Here are some time honored suggestions:

·                     {C}PhysicalDisk: % Disk Time shows the percentage of time that the disk is busy with read/write activity. If this counter indicates high activity (high 80's or better), Check the Current Disk Queue Length. The number of I/O requests should be less than 2 times the number of spindles involved in the disk array.

·                     {C}On verifying the high disk activity, check the Memory:Page faults per second counter to get an idea of whether the high disk IO is caused by paging.

·                     {C}Also, check to see just how much of the activity is caused by SQL as this is also information available to you. The SQLServer: Buffer Manager Page Reads/Writes per sec give you how many pages are read and written by Sql server engine.

And Since Sql2000, we also have another wonderful tool for showing disk access in a new way. The function fn_virtualfilestats gives us very valuable information in managing disk IO. When its called, it gives you the number of reads, writes, bytes read, bytes written, stall milliseconds, timestamp, and of course the databaseid and file id that you passed into it. It’s all the statistical information anyone could want in creating filegroups, and further splitting disk Io out across available resources. You can immediately tell what files are being used to what extent and where your waits are happening. If you do not use filegroups, it’s still helpful in giving you the information to compare to the information from the performance monitor counters.

This clipping of the query analyzer shows its usage and the results.

I execute several statements together to do comparisons as well as get the information for my files. The variables passed in are Database id and File id. If you need to identify your files, the sysfiles table in your database,

The files represented here are :

Default_Filegroup - Main Data File

Primary Log File

Default_Filegroup - Second Data File

Second Log File

Import_FileGroup - Main Data File

Import_FileGroup - Second Data File

It quickly becomes apparent that I have a lot of waits in the Import Files filegroup I created to hold initial data prior to scrubbing it. And noticing the IOStallMS for the log files, they are > 20 ms which indicates they need looking at as well. It’s evident that this system is under a pretty good load and should be worked with. (I worked really hard to put it under this load to demonstrate...)

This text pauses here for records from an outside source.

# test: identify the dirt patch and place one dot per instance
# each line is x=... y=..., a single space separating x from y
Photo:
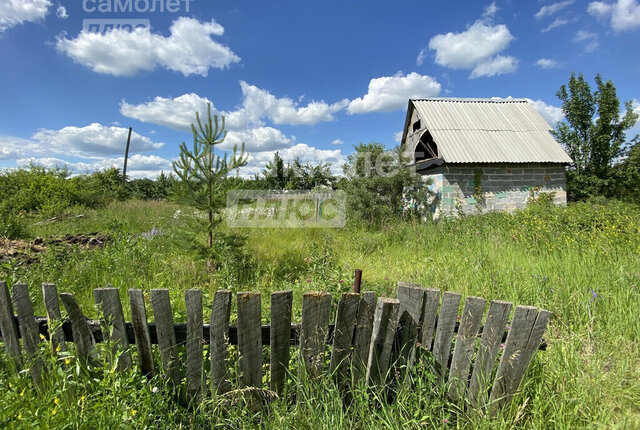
x=28 y=252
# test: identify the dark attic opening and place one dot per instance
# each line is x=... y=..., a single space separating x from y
x=426 y=149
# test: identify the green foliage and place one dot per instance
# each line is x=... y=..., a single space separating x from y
x=376 y=181
x=202 y=171
x=593 y=134
x=295 y=175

By monitoring these over a period of tuning your IO, moving tables to filegroups, or distributing filegroups across disk subsystems, you can make it an exact science of what’s best for your system and where your system could use improvement.

CXPacket, Exchange, and PageSupp are all related to parallelism. Sometimes, the cost of putting a parallel query back together is more than the cost of running the query had the SQL engine not invoked parallelism. In those cases, these wait types become numerous and long lasting. Queries which are heavily balanced to one sub query or another are a common cause of these. If, for example, your query retrieved records from four tables and one of them held the vast majority of records, and parallelism caused this to be spread across several threads, three of them would have to wait on the largest and you would see Exchange wait types. There are many suggestions for taking care of these types of waits, with the most common to be to turn parallelism off, sometimes for just that query, sometimes for the whole server. I argue for leaving it on, and adjusting the parallelism threshold level to a better performing value. You can adjust this level so that SQL server will not consider lower costing queries for parallelism, and by profiling the queries and procs your can find the sweet spot for your server. This is the value that still allows large queries to take advantage of parallelism yet prevents lower cost ones from being broken up to cost more. It can be a tedious process, and can take some time, but its well worth it. Also, in the case of upgrading to a multiprocessor server, or adding processors, recompiling all of the stored procedures, triggers, and other code is recommended.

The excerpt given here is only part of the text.